Regarding vaccinations, although they are of course an invaluable method of protection, the guide states, “access to vaccination should not be considered a condition for reopening schools for in-person instruction.” Educational workers are currently included in group 1B, or “frontline essential workers,” on the vaccination priority list.

Regarding testing, the guide recommends weekly testing for all teachers and staff of schools in all four color-coded zones. It also recommends weekly testing of all students in yellow, orange, and red zones.

While most of the guide’s contents are nothing new and follow previous CDC recommendations, the CDC suggests them “more forcefully” and emphasizes the importance of implementing them “strictly and consistently.” The guide is especially firm on wearing masks, pointing out that most clusters of transmission in school settings are the result of either not wearing masks properly, or not wearing them at all.
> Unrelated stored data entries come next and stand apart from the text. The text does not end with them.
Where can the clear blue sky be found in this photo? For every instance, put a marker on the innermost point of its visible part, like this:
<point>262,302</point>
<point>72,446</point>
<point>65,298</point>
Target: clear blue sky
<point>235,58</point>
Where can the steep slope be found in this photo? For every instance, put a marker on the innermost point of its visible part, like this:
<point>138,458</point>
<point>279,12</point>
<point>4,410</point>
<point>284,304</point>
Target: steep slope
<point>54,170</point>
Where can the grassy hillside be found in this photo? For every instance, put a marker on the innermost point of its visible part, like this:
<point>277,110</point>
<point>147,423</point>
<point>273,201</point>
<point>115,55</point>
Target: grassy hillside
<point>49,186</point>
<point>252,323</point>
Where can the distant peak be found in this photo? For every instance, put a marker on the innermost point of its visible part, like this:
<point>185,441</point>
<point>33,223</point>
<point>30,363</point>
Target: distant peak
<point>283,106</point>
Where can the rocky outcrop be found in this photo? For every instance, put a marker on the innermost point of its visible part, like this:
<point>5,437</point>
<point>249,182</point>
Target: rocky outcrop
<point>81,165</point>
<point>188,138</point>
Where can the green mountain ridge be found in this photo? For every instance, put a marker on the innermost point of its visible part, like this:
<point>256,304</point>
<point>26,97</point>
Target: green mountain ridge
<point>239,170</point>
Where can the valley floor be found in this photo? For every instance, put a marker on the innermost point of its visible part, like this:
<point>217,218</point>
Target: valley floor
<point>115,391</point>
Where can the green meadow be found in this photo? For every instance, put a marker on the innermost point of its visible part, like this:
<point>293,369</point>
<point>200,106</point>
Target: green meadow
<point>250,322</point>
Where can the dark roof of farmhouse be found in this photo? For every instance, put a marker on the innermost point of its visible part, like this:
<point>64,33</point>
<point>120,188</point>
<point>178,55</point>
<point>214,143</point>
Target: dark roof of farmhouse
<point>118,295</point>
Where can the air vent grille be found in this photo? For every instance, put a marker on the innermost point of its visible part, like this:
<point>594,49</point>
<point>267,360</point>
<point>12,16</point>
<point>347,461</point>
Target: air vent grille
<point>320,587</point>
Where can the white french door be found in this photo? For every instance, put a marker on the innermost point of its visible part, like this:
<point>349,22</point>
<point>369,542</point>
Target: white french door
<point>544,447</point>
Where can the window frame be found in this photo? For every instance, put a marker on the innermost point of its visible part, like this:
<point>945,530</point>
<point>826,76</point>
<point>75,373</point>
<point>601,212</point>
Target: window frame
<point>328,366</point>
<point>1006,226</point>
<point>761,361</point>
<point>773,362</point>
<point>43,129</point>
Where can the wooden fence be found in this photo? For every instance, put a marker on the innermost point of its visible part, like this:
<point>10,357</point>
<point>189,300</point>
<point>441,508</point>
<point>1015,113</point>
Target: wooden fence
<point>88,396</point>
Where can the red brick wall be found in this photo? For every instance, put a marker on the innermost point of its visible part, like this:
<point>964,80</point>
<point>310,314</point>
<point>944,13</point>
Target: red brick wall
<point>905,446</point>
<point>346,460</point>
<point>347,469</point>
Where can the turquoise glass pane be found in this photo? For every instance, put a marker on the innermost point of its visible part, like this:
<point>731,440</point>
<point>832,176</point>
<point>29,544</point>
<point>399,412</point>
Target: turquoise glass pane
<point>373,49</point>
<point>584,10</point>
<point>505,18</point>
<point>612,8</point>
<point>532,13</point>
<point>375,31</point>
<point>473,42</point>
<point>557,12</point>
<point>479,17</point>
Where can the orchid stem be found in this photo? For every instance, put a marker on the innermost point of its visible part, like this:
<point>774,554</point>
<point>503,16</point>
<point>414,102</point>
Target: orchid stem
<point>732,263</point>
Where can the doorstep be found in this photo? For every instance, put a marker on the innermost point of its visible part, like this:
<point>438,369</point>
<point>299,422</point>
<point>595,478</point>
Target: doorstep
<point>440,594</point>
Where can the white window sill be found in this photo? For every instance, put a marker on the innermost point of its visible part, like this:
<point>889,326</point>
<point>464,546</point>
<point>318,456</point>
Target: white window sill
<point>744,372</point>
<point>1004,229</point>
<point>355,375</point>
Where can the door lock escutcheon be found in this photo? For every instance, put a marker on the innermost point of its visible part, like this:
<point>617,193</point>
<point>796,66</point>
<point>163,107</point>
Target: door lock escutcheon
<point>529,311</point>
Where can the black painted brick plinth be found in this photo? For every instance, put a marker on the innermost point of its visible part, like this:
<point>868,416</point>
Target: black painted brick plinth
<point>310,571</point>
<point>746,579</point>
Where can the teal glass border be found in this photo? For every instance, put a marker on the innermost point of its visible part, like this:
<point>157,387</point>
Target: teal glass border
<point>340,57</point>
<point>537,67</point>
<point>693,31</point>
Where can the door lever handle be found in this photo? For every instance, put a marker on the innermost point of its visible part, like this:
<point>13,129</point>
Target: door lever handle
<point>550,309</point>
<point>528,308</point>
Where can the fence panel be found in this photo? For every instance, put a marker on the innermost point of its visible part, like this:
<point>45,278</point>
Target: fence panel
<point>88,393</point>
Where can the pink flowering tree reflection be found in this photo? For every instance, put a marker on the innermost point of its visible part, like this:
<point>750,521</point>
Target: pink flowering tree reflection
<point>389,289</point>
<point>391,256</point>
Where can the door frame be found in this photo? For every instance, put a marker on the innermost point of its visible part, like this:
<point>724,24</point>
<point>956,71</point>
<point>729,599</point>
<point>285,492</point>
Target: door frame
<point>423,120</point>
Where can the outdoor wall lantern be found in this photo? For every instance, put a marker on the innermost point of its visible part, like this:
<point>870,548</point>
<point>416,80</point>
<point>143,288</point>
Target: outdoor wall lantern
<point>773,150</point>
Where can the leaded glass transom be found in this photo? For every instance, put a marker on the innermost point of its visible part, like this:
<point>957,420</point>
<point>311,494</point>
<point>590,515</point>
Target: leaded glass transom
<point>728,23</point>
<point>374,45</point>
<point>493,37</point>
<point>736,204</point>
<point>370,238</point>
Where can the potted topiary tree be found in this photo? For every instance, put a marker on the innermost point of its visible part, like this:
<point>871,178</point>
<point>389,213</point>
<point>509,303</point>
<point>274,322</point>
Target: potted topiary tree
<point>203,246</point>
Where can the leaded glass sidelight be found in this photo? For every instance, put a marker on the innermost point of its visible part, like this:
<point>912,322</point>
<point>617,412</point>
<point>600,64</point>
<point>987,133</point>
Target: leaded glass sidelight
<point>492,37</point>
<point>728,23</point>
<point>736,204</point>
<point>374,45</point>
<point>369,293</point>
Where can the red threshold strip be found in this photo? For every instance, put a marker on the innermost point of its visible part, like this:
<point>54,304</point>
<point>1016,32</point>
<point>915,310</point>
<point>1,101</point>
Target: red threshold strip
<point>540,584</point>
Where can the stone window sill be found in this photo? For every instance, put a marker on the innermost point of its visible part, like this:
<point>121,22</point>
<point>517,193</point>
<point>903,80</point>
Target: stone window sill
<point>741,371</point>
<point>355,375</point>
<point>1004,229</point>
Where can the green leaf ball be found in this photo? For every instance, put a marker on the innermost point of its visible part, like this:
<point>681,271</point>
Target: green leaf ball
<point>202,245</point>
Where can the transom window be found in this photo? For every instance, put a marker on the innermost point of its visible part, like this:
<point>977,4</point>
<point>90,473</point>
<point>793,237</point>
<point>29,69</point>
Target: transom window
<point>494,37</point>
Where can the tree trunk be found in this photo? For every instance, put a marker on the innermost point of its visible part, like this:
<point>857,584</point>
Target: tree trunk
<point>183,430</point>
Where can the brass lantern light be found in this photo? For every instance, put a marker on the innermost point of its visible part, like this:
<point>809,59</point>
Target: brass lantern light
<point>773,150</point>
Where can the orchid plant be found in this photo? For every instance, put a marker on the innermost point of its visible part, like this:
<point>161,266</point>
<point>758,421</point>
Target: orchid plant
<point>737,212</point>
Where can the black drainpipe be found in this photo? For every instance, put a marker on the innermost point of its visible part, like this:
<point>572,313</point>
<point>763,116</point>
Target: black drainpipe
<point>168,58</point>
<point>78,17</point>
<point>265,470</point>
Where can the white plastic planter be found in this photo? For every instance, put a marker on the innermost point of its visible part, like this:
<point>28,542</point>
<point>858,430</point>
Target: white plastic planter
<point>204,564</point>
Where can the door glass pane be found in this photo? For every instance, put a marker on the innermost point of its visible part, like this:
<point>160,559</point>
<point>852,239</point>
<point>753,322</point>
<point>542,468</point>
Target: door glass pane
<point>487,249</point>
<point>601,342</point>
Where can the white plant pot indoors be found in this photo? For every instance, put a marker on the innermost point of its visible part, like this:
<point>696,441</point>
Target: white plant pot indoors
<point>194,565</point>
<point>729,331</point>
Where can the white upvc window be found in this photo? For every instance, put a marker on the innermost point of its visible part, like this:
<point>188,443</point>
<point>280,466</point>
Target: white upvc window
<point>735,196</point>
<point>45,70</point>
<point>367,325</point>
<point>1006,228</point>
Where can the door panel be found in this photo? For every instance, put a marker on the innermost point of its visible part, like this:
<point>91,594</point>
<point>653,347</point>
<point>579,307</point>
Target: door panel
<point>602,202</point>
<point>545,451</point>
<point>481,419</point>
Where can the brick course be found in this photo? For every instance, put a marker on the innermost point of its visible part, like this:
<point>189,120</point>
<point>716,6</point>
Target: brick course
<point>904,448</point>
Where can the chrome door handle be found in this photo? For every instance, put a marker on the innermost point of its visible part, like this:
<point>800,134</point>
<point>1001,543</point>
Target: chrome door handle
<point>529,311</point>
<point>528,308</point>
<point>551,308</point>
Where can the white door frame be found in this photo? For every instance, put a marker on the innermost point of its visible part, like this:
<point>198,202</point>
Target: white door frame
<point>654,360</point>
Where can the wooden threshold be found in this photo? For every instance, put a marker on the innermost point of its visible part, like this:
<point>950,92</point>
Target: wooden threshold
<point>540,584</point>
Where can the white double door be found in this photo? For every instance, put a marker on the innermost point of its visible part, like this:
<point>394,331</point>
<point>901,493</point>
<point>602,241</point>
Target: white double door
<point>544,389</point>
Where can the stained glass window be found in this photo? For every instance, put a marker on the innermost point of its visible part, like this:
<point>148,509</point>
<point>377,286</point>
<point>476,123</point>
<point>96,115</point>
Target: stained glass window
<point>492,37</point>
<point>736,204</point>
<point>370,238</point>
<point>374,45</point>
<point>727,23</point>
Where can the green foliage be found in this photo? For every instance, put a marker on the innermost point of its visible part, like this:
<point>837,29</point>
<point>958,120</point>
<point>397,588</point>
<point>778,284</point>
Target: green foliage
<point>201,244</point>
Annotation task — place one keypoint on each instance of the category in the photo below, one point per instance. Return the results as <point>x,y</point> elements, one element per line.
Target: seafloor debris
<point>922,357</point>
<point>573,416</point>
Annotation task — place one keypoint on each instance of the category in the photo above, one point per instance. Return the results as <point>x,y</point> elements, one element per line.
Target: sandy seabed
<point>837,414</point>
Despite the CDC’s caution, Walensky emphasizes the importance of reopening schools, safely, as soon as possible: “School should be the last places closed and the first places open,” she said. “K-12 schools should be the last settings to close after all other mitigation measures in the community have been employed, and the first to reopen when they can do so safely.”

The push to reopen schools comes, in part, as an effort by President Joe Biden to fulfill his promise of returning the majority of U.S. schools to in-person learning within the first 100 days of his administration. House Minority Leader Kevin McCarthy says that the guide “affirms what many of us, including students and parents, have known for months: It is critical for schools to open as safely and as soon as possible.”